Key Points
- Israel will be included on the UN’s annual list of countries it deems to be failing to protect children in war.
- Israel’s ambassador to the UN was privately notified of the inclusion, saying he was “utterly shocked and disgusted”.
- Hamas and Palestinian militant group Islamic Jihad will also reportedly be included on the list.
The upcoming inclusion of Israel on a UN list of countries and armed forces determined to be failing to protect children in war prompted a furious Israeli response Friday.
The annual Children and Armed Conflict report from UN Secretary-General António Guterres is not due to be published until 18 June, but Israel’s UN ambassador, Gilad Erdan, spoke out after receiving private notification of the inclusion.
“I am utterly shocked and disgusted by this shameful decision,” Erdan said in a statement.
Israeli Prime Minister Benjamin Netanyahu posted on his X social media account that the UN “put itself today on history’s blacklist when it adopted the absurd claims of Hamas”.
“The IDF is the most moral military in the world and no ‘flat earth’ decision by the UN secretary-general can change that,” he wrote, referring to the Israel Defence Forces.
Israeli Prime Minister Benjamin Netanyahu criticised the inclusion in a post on social media platform X. Source: AAP / Gil Cohen-Magen/AP
The Palestinian envoy to the United Nations, Riyad Mansour, said adding Israel to the “list of shame” would not restore the lives of children killed or left permanently disabled in Israeli military attacks.
“But it is an important step in the right direction towards ending the double standards and the culture of impunity Israel has enjoyed for far too long and that left our children vulnerable,” he said on X.
A diplomatic source told the Agence France-Press that Hamas and another Palestinian militant group, Islamic Jihad, would also appear on the list.
Erdan lashed out at Guterres personally, saying: “The only one who is blacklisted today is the secretary-general.”
The UN report highlights human rights violations against children in around 20 conflict zones.
It covers things like killing, maiming, sexual abuse, abduction, denial of aid access, and targeting of schools and hospitals.
However, it hasn’t been made clear yet exactly which of these things Israel is being formally accused of.
Last year, Russia’s military and armed entities linked to Russia were included on the list.
Rights groups have long pushed for Israel’s inclusion and in 2022, the UN issued a warning that Israel would need to show improvements in order not to be added.
In last year’s report, the UN noted improvements in the situation between 2021 and 2022, with a “meaningful” drop in deaths of children in Israeli strikes.
Louis Charbonneau, from Human Rights Watch, called Israel’s inclusion “thoroughly justified, albeit long overdue”.
“It’s something we’ve long called for, along with listing Hamas and other Palestinian armed groups,” he said.

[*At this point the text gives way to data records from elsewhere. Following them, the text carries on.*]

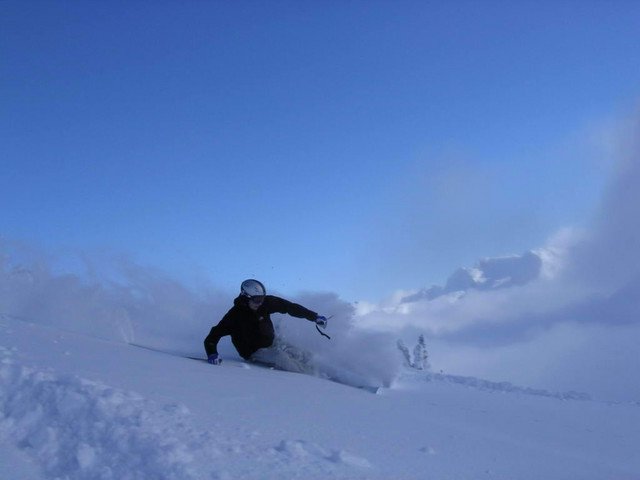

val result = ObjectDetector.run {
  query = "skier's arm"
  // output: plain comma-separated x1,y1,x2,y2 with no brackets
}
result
267,296,318,322
204,310,234,356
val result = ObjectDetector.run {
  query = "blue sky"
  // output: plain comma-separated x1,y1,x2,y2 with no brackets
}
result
2,1,640,301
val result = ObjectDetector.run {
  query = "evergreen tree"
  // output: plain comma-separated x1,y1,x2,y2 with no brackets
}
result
398,335,431,371
397,340,412,368
412,334,430,371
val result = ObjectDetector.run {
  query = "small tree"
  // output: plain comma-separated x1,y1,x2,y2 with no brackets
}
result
397,334,430,371
412,334,430,371
397,340,412,368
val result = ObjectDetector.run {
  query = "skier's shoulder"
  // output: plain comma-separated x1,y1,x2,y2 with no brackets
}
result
265,294,285,302
263,295,291,311
264,294,292,305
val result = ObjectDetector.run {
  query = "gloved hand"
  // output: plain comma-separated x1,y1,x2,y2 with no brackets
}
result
315,315,328,329
207,353,222,365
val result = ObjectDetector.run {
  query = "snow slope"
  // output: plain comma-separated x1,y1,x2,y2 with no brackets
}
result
1,315,639,480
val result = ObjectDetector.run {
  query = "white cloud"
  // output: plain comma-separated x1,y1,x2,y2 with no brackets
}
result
350,110,640,401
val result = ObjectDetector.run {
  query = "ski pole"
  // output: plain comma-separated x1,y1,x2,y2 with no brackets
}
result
315,315,332,340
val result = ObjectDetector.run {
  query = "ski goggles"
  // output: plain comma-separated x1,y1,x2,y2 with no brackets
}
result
246,295,265,306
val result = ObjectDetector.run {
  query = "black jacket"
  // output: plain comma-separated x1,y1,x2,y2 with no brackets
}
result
204,295,318,356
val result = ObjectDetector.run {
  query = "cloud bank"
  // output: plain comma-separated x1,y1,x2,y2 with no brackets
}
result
352,112,640,401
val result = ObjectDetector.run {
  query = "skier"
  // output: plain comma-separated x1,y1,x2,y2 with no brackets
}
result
204,279,328,365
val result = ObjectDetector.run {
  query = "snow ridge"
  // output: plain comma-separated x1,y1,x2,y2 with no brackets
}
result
402,370,591,401
0,344,375,480
0,346,217,480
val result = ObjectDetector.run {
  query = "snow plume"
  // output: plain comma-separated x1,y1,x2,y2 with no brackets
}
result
271,292,401,388
0,242,227,350
0,242,401,388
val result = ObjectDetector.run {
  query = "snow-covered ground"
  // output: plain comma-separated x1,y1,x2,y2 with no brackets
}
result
1,314,639,480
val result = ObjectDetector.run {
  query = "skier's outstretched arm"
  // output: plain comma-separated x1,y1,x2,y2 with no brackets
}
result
267,296,318,321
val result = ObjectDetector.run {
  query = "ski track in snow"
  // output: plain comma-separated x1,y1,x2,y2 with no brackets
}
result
0,345,372,480
403,371,592,401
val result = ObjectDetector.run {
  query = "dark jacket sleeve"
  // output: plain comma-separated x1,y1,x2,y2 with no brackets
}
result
266,296,318,321
204,308,235,356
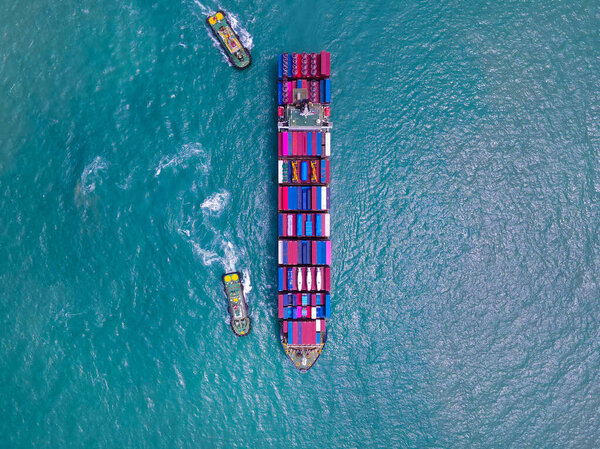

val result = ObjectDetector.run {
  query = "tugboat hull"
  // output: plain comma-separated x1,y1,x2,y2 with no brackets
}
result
222,272,251,336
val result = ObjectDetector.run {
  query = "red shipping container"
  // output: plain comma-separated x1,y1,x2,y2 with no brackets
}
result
278,133,282,156
294,133,299,156
288,241,294,265
283,214,288,237
278,187,282,210
283,320,288,333
296,54,302,78
278,294,284,318
302,320,316,345
320,51,330,77
315,53,320,78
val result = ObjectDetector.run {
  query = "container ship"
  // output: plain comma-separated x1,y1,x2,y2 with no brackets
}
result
277,51,332,372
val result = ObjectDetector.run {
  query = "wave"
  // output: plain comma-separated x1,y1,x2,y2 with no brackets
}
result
192,0,212,16
80,156,109,195
173,364,186,388
154,143,207,177
200,190,230,214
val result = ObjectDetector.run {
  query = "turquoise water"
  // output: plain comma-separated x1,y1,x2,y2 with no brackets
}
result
2,0,600,447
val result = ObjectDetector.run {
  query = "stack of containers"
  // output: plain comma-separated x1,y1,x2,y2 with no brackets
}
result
277,51,331,106
277,51,332,348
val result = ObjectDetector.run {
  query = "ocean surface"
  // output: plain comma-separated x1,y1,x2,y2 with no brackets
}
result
1,0,599,447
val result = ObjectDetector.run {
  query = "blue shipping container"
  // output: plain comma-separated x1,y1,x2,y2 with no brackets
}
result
325,79,331,103
316,215,322,236
316,133,322,156
278,54,283,78
278,268,284,291
277,82,282,105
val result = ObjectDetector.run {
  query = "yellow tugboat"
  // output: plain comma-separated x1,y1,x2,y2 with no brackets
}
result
207,11,251,70
222,272,251,336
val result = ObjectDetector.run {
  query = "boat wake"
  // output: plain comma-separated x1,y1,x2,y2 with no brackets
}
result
241,268,252,295
221,239,239,272
223,9,254,49
184,233,240,273
188,241,221,266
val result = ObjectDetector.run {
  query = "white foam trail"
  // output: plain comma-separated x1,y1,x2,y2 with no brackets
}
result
190,241,221,266
223,9,254,49
186,235,240,273
221,240,238,272
154,144,207,177
241,268,252,296
80,156,109,194
200,190,230,214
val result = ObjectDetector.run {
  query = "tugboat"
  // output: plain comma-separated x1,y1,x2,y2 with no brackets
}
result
206,11,251,70
222,272,251,336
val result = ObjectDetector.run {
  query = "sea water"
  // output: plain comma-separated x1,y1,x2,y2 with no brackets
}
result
1,0,599,447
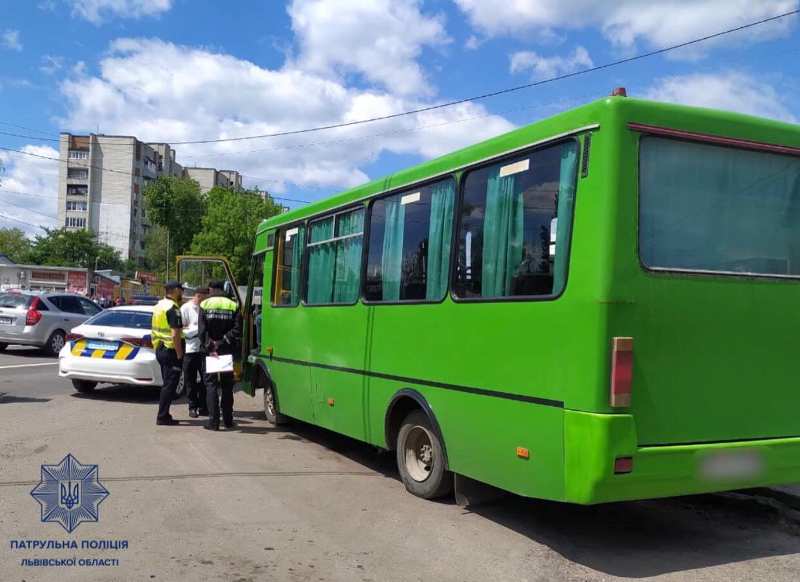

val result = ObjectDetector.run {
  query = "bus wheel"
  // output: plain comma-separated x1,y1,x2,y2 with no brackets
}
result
263,382,287,425
396,410,453,499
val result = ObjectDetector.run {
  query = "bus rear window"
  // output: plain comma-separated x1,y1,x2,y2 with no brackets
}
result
640,137,800,277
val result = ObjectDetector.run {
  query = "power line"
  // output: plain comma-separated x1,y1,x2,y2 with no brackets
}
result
0,9,797,148
96,9,800,145
0,148,312,205
0,211,47,230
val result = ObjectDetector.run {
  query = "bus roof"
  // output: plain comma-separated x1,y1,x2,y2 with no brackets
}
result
258,95,800,233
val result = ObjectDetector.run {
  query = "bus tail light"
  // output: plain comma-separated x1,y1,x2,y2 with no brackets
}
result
610,337,633,407
614,457,633,474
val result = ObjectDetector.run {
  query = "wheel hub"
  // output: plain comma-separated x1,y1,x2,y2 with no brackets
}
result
404,426,435,482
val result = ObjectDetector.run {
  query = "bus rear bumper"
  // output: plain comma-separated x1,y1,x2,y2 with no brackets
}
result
563,410,800,504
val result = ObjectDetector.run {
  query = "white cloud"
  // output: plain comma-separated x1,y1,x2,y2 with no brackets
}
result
69,0,173,24
454,0,798,55
644,71,796,123
40,55,64,75
510,46,592,80
0,145,60,234
59,38,513,197
1,30,22,51
288,0,449,95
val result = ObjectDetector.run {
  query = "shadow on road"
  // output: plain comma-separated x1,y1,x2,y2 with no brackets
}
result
71,384,161,403
267,420,800,577
1,347,51,359
0,392,51,404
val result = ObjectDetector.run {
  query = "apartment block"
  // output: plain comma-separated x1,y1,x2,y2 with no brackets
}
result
184,167,243,193
57,133,242,263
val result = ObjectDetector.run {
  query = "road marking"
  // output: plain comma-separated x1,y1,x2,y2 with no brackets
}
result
0,362,58,370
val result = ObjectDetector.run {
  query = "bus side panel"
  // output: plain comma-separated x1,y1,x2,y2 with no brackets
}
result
305,306,369,441
366,376,564,500
262,307,315,423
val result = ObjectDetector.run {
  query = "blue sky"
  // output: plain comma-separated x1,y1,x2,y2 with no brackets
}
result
0,0,798,233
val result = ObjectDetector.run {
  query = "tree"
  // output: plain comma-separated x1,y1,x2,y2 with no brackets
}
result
191,188,282,283
27,228,125,271
144,176,205,256
0,228,33,263
143,224,171,279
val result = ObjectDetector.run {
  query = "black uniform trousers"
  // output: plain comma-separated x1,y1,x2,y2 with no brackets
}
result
182,352,207,412
205,371,234,428
156,347,182,421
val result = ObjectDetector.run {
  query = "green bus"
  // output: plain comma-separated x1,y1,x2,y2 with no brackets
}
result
180,91,800,504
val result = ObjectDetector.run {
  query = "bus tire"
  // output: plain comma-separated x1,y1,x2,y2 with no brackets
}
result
263,382,287,426
396,410,453,499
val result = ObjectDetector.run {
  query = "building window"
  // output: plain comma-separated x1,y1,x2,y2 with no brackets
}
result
67,168,88,180
306,208,364,305
67,185,88,196
273,225,305,306
133,183,139,194
365,178,456,302
453,140,579,299
68,150,89,160
66,201,87,212
65,217,86,228
134,168,140,177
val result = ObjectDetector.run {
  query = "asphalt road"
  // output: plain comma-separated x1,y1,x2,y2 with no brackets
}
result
1,349,799,581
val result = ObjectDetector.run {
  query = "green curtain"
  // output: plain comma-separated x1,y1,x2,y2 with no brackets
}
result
481,171,524,297
333,210,364,303
381,197,405,300
289,227,305,305
307,218,335,304
426,181,455,300
553,143,579,294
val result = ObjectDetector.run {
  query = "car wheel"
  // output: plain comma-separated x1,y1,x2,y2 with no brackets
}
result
44,330,66,356
396,410,453,500
263,382,287,425
0,342,6,352
72,379,97,393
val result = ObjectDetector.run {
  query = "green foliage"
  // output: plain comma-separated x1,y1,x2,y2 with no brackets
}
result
191,188,282,283
26,228,125,270
144,176,205,255
0,228,33,263
143,224,171,279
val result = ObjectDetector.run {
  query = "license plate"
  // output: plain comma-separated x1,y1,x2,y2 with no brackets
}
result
0,317,12,325
86,341,118,351
700,450,763,481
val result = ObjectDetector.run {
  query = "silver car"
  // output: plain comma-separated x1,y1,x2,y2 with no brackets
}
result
0,291,103,355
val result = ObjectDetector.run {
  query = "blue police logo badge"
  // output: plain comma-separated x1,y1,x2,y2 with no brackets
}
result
30,454,109,533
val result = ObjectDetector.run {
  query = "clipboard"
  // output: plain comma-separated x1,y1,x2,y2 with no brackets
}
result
205,354,234,374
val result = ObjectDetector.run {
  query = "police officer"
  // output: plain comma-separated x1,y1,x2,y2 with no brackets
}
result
198,280,241,430
152,281,184,426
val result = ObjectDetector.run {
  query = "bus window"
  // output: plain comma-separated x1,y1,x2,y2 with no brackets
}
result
273,226,305,306
453,140,579,299
306,208,364,305
640,136,800,277
365,178,456,302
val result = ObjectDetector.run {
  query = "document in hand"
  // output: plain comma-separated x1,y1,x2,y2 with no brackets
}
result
205,354,234,374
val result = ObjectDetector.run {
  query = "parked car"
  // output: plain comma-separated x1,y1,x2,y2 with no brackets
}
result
0,291,102,355
130,294,159,306
58,305,162,393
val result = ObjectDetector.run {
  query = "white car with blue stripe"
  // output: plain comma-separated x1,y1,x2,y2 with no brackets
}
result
58,305,163,393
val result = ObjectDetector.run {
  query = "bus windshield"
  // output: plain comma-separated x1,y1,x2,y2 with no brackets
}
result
639,137,800,278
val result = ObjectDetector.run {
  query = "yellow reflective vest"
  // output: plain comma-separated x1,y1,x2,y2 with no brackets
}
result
151,297,180,350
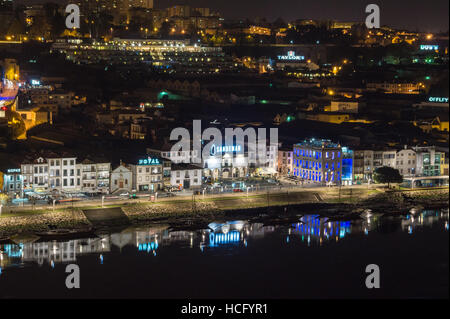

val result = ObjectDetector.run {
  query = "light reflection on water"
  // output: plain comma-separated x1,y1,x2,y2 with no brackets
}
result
0,209,448,274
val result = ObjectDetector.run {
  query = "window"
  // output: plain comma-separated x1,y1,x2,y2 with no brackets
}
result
63,160,67,166
70,160,75,165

Deadly Israeli airstrikes continue in Rafah
Israel has struck central and southern areas again, killing at least 28 Palestinians, and tank forces advanced to the western edges of Rafah.
A month after rumbling into Rafah in what Israel said was an assault to wipe out Hamas’ last intact combat units, tank-led forces have advanced to the southwest fringes of the city that skirts the Gaza Strip’s border with Egypt, residents said.
Gaza health officials said two Palestinians had been killed and several wounded in western Rafah from tank shelling there.
In central Gaza, Palestinian medics said at least 15 people died overnight in Israeli bombardments.
An Israeli strike on a Gaza school killed as many as 40 people, medics said. Israel says it killed 17 militants in the attack. Source: AAP / Middle East Images/ABACA/PA
In the larger city of Khan Younis just to the north of Rafah, an Israeli air strike on a house killed eight people and wounded several, medics said.
In north Gaza, three Palestinians were killed in an Israeli airstrike on a Gaza City school building that was sheltering displaced families, rescue workers said.
The Israeli military said it had targeted Hamas gunmen operating from a container inside the school premises, similar to its explanation for an air strike on a UN school building in Nuseirat in central Gaza on Thursday that medics said killed 40 people.
On Friday, Israel said it had killed 17 militants it said were operating from the school in the strike.
Hamas denied the claim, accusing the Israeli army of spreading “false information”.
Around 6,000 displaced people were sheltering at that site, the UN said.
Israel’s military blames Hamas for Gaza’s high civilian death toll, accusing it of operating within densely populated neighbourhoods, schools and hospitals as cover, something it denies. UN and humanitarian officials accuse Israel of using disproportionate force in the war, which it denies.
Israel has bombarded Gaza since Hamas’ 7 October attack in which more than 1,200 people were killed and over 200 hostages taken, according to the Israeli government.
More than 36,700 people have been killed in Gaza since 7 October, according to the health ministry in Gaza.
Thousands more are feared buried dead under rubble, and most of the 2.3 million population displaced.
The 7 October attack was a significant escalation in the long-standing conflict between Israel and Hamas.